Потом этот спазм, этот короткий глухой хрип, словно выплюнутый из горла. Рычание зверя.
Еще живого зверя.
Я отпихиваю девчонку, сталкиваю ее с себя, отвожу руку назад, выпутываясь из ее волос.
Она меня чуть не убила, но вовремя лишилась чувств, и теперь я мог бы убить ее, но не хочу это делать второпях.
Слепой, который смотрит внутрь меня, стоит на коленях, водит руками в пустоте. Замирает, услышав, как я шевелюсь, застывает неподвижно, когда я переворачиваюсь на живот и поднимаюсь, в нескольких шагах от него.
Я подбираю нож, который девчонка выбила у меня из руки, и, не произнося ни слова, обхожу слепого кругом и останавливаюсь за его спиной.
Слепой напрягается, когда я хватаю его за волосы и запрокидываю голову, когда упираюсь коленями в его спину и накрепко зажимаю затылок между бедер.

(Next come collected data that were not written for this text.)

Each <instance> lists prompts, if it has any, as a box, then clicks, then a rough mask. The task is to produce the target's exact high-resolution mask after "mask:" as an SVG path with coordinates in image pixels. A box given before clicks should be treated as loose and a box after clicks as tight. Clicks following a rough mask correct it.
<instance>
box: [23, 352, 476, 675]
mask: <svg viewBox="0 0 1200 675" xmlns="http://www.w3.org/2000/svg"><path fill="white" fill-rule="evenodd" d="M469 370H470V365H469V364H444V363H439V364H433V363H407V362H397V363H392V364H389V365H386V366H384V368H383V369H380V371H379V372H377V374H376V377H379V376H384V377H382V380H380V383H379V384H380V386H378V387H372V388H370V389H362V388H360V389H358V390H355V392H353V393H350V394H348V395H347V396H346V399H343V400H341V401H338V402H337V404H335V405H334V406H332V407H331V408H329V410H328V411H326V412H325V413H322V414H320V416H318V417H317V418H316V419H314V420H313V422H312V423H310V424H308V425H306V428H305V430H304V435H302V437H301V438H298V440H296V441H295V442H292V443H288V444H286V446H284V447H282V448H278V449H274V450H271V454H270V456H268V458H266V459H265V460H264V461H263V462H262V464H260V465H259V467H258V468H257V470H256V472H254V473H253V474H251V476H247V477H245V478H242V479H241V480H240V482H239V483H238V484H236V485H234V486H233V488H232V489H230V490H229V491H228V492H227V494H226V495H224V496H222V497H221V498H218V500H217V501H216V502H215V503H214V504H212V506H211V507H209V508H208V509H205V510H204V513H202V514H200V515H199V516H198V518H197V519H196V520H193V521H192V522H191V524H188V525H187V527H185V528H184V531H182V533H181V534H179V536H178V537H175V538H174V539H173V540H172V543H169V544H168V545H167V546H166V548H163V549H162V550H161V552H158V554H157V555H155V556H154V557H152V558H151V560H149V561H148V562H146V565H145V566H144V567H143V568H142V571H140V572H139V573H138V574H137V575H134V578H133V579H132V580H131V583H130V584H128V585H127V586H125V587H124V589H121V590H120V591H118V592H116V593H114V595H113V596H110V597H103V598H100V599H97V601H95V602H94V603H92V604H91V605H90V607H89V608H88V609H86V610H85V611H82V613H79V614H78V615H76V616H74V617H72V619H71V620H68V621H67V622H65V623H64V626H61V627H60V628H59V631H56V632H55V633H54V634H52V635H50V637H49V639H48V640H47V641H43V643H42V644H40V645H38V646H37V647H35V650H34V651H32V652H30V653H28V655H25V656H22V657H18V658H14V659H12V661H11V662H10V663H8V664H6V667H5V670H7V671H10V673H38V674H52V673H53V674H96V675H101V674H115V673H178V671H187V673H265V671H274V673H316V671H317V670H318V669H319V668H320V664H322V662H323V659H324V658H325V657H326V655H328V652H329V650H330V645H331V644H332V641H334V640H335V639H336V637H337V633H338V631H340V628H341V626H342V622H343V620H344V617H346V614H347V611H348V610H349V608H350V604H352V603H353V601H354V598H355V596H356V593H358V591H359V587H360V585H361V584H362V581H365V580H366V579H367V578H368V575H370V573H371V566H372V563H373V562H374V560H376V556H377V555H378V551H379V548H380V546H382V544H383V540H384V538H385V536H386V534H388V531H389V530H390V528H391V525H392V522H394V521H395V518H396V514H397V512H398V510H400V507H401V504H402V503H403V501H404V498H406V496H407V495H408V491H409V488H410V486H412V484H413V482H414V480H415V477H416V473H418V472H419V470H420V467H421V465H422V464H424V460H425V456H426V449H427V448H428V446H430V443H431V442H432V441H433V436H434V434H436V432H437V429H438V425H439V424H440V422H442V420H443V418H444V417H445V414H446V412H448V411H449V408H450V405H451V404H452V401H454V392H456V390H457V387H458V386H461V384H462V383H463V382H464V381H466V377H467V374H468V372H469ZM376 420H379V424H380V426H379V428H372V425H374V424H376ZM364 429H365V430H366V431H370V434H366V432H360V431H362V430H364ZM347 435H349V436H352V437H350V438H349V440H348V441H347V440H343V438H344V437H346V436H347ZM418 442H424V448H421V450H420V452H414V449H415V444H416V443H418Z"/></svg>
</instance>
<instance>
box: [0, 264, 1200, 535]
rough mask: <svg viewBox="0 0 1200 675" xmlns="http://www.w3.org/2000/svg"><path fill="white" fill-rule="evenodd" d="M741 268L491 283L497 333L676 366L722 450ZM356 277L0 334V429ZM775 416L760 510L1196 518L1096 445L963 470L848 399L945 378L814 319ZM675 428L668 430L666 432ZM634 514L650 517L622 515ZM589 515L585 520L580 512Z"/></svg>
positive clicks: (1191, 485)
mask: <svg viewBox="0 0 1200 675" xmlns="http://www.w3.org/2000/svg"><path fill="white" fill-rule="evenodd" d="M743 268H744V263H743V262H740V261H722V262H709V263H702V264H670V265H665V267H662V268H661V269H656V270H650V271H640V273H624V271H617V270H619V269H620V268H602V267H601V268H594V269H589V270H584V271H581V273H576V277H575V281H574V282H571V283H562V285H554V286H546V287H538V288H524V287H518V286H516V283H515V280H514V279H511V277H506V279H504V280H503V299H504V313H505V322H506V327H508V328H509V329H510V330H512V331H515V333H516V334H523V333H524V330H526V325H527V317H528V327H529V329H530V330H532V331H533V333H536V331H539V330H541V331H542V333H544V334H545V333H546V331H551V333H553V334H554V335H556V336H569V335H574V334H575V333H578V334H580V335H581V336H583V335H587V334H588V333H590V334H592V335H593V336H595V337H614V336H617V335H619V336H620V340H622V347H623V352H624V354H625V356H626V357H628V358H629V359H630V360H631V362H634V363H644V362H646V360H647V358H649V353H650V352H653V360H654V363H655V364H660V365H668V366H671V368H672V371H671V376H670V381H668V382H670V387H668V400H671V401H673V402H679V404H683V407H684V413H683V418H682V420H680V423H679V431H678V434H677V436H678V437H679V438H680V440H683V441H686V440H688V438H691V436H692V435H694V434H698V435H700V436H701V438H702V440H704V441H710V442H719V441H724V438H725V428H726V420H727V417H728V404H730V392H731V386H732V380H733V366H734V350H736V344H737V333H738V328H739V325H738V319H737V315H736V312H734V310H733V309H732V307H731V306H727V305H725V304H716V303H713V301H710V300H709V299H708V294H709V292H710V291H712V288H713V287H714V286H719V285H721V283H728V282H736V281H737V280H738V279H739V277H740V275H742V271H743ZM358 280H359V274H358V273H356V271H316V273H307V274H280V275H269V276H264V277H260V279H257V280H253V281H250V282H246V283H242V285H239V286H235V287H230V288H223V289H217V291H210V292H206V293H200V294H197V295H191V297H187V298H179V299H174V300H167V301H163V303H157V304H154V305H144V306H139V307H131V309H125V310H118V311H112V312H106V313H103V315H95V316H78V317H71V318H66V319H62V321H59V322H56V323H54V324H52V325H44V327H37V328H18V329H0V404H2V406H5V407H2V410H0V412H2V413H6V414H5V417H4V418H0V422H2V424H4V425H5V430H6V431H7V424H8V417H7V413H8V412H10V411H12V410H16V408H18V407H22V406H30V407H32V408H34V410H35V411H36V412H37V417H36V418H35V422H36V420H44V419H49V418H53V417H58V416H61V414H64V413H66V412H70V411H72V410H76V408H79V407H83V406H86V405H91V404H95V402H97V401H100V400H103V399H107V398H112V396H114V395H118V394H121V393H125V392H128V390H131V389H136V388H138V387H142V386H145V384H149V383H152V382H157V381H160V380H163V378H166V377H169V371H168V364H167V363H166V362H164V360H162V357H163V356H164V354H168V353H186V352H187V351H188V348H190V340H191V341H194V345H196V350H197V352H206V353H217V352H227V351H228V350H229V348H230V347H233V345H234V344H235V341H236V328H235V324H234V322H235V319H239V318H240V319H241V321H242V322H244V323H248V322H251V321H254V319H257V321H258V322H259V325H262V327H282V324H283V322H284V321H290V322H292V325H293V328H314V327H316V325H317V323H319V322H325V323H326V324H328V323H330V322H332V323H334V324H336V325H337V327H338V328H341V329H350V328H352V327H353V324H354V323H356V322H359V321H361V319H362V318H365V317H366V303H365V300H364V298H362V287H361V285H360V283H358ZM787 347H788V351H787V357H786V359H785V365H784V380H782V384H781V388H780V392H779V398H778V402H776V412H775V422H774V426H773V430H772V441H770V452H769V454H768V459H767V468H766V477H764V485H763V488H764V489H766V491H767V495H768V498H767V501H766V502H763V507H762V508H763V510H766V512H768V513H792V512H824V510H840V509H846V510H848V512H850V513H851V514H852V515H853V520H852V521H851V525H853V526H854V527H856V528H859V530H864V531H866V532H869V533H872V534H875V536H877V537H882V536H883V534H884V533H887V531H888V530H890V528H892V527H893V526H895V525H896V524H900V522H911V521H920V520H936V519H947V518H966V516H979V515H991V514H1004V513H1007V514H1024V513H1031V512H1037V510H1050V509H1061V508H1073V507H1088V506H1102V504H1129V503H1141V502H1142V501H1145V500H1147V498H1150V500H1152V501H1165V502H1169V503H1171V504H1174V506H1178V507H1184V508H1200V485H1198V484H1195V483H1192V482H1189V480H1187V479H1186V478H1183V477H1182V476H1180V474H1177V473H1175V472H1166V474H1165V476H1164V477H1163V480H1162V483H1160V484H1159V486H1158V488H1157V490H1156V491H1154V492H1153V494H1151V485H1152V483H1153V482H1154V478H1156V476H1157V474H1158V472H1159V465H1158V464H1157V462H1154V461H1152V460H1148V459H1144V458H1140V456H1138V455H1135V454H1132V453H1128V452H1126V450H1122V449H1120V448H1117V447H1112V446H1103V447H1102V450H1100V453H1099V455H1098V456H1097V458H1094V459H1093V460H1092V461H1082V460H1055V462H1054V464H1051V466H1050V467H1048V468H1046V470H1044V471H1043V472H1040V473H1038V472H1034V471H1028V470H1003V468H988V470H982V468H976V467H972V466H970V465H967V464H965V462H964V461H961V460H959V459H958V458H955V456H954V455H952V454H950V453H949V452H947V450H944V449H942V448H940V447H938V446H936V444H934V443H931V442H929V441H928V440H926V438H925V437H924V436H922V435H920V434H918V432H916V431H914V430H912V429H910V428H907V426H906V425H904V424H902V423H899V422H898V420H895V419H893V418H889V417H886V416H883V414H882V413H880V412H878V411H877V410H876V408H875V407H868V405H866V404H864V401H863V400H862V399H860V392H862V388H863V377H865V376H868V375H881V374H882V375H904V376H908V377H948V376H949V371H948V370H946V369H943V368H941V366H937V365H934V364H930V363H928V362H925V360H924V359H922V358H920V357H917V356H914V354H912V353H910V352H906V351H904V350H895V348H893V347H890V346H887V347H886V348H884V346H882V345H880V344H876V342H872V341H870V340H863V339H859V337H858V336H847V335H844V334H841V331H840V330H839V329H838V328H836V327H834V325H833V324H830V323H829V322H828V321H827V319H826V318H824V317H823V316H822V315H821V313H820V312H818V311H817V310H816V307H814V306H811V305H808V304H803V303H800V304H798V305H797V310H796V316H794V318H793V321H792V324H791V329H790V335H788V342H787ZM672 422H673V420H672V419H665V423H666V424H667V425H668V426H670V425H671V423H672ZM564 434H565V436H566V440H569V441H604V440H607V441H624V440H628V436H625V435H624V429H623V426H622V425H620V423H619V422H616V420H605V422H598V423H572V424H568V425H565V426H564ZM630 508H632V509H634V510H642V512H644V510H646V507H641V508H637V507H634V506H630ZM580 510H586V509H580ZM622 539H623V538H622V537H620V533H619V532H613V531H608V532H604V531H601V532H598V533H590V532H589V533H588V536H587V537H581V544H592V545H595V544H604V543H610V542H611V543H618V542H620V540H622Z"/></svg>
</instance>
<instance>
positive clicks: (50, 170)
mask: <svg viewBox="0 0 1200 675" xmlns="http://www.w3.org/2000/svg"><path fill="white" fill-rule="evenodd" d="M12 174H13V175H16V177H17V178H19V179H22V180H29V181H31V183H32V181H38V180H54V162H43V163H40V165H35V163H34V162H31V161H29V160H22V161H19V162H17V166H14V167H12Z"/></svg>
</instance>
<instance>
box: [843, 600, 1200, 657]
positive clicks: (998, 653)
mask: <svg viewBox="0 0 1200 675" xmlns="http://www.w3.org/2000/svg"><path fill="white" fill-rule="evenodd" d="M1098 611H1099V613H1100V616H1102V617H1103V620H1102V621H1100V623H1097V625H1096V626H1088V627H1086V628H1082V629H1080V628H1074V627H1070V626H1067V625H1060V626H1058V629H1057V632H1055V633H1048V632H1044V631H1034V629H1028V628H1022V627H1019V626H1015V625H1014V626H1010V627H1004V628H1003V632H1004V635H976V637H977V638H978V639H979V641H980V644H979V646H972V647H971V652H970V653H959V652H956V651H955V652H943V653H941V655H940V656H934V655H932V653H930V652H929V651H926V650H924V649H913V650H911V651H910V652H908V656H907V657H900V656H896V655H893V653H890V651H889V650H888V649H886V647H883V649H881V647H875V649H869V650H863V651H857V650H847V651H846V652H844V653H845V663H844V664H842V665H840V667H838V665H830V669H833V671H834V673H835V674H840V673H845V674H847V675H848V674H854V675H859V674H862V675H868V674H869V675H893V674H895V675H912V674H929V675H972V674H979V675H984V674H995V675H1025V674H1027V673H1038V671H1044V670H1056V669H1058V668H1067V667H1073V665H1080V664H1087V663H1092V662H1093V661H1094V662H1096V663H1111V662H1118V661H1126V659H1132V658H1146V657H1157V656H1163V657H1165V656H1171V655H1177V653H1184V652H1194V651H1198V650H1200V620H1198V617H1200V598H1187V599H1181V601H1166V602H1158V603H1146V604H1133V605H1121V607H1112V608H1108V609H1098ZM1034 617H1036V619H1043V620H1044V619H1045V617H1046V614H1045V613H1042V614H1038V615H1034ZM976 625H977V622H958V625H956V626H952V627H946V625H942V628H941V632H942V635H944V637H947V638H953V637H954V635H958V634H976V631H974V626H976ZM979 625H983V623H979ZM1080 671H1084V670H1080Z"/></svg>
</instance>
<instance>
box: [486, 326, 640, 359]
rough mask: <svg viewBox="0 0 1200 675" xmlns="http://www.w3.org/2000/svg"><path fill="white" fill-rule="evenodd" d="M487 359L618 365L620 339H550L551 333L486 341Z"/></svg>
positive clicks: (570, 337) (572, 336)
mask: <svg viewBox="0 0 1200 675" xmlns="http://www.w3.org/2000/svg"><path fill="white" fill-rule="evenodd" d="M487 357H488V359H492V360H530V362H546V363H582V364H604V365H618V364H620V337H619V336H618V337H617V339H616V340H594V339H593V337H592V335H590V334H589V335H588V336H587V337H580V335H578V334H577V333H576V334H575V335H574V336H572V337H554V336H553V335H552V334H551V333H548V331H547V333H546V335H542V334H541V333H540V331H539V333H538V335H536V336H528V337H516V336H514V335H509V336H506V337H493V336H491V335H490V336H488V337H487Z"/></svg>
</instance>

Колокола звучат, как никогда раньше. Стучат внутри, как тяжелые молоты, отдаваясь в барабанных перепонках, и глаза вылезают у меня из орбит с каждым ударом, и голова качается в такт похоронному звону.
Зверь снует, обезумевший, приподнимая кожу на лице. Черты искажаются, раздуваются губы и лоб, челюсть искривляется так, что я с трудом могу говорить.
Я говорю: «Я тоже хочу быть таким» — и глажу его по голове, крепко зажатой у меня между бедер.
Я говорю: «Я тоже хочу быть, как ты» — и кладу руку ему под подбородок, чтобы он не смог вырваться.
Я говорю: «Я тоже хочу быть тобой».
Потом прикладываю нож к глазам, крепко зажмуриваюсь, прижимая лезвие к векам, и режу.
Боже, что за крик! Я никогда не забуду этот крик, который раздается надо мной, крик нечеловеческий, зеленый, зеленей некуда; он скребется по потолку, отскакивает, яростный, от стен, заполняет комнату и все длится, длится, и пальцы все сжимают мне подбородок, и бедра стискивают затылок, а горячие густые капли падают сверху на лицо; крик все длится, пронзительный, прерывается в горле, скрежещет, словно наталкиваясь на острия зубов, и все длится, длится, и нет ему конца.
Боже, что за крик!
Под подошвами шуршит свежескошенная трава, жесткая и колючая.
Зеленая.
Над головой — свежий, чистый запах летнего неба.
Синего.
В руке — гладкое, круглое, большое яблоко.
Красное.
Я протягиваю руку, шарю перед собой, пока не нащупываю скамейку, не касаюсь пальцами ее холодной спинки. Скольжу ладонью по растрескавшемуся лаку, ногой упираюсь в сиденье, по кромке его двигаюсь к самому краю, к углу, где рассчитываю усесться. Медленно опускаюсь, предварительно опершись ладонью, но, едва коснувшись чугунных полос, роняю яблоко и застываю в неподвижности, едва дыша, изо всех сил напрягая слух, чтобы еще до того, как яблоко коснется земли, понять, где искать его.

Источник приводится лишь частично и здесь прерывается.